Un camp de gens du voyage

Tino, 54 ans, est le chef d’un camp de gens du voyage et compte parmi les 250 000 grands voyageurs dénombrés par l’Insee en 2016. Ce grand brun à la peau mate est issu d’une famille de sept enfants. En 1986, il quitte la maison familiale pour voyager avec sa femme, en caravane. Démarre alors une vie d’itinérant. Aujourd’hui, Tino n’attend rien des présidentielles. Pour la première fois de sa vie, il ne votera pas aux prochaines éléctions. Rencontre avec un grand voyageur.

En ce mois de janvier, les températures sont basses. Coincé entre un dépôt de voitures et un centre de recyclage, le camp boueux semble hors du monde. C’est un campement comme on les imagine : un décor champêtre et un confort sommaire.

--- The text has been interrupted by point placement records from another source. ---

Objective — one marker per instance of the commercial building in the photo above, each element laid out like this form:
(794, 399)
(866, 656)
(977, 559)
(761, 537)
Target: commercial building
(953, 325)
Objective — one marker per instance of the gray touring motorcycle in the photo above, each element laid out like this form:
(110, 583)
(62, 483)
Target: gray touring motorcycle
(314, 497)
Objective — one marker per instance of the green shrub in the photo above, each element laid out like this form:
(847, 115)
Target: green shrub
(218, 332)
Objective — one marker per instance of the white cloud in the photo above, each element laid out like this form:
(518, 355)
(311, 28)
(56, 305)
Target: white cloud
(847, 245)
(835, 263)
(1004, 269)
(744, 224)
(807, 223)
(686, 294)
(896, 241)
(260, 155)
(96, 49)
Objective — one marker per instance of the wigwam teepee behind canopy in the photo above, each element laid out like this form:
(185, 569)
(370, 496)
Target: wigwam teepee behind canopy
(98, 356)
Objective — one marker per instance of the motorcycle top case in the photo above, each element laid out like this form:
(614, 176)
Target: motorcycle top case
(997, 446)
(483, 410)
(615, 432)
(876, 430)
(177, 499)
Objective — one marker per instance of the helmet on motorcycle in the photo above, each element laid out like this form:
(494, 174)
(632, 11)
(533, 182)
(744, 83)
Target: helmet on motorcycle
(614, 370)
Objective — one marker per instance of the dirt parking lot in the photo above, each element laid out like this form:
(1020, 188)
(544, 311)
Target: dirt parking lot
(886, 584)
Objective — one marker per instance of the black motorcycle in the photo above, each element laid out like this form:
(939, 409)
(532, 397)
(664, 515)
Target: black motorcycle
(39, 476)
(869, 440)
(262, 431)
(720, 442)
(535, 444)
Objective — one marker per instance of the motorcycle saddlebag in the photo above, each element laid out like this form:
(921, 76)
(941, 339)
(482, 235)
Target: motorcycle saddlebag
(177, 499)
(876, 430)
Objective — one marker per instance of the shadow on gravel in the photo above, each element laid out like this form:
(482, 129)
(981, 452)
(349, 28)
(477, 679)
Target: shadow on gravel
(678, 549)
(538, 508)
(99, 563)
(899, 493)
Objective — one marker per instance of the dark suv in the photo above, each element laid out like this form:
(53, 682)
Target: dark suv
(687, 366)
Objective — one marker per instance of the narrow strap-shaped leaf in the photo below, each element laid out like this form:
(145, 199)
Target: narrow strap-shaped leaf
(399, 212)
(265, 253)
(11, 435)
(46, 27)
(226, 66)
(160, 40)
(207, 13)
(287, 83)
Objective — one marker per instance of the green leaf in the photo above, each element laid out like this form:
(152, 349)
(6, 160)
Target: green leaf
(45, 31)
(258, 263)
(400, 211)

La famille, le voyage et “les gadgets” sur les marchés

Une cinquantaine de caravanes colonisent l’aire des grands voyageurs de Tourville à Bordeaux. Le terrain est vaste pourtant les caravanes s’agglutinent les unes à cotés de autres. Malgré le feu qui réchauffe toute la famille, l’accueil est glacial. Autour de la caravane vétuste, une dizaine d’enfants jouent au ballon. Tino, le chef du camp, impressionne par son franc parler et son regard noir.

Pour nourrir sa famille, Tino “vend des gadgets” sur les marchés : épluches légumes, casses noix, épingles à linges. Lorsque l’argent manque, il effectue des travaux de maçonnerie ou de plomberie. “Un bon moyen de me faire de l’argent facilement, à condition de ne pas avouer que je fais partie des gens du voyage !”.

Depuis 2000, la loi Besson oblige toutes les municipalités à accueillir les séjours nomades dans des conditions dignes, avec point d’eau et d’électricité. Mais à ce jour, la loi reste encore trop inégalement appliquée aux yeux de Tino. La progressive dépolitisation de ce chef de camp n’y est pas étrangère.

Sans télévision, ni radio, Tino s’informe peu

" Durant des années, j’ai voté pour des partis de gauche, ceux qui me proposaient le plus d’aides." Pour la première fois de sa vie, il ne s’est pas inscrit sur les listes électorales. Aujourd’hui, Tino n’attend rien des présidentielles. Il n’est pas politisé et ne cherche pas à connaitre les différents programmes. Sans télévision, ni radio, il s’informe peu par manque d’intérêts. A ses yeux, “aucun n’a réussi à changer les mentalités et à insérer les gens du voyage dans la société.”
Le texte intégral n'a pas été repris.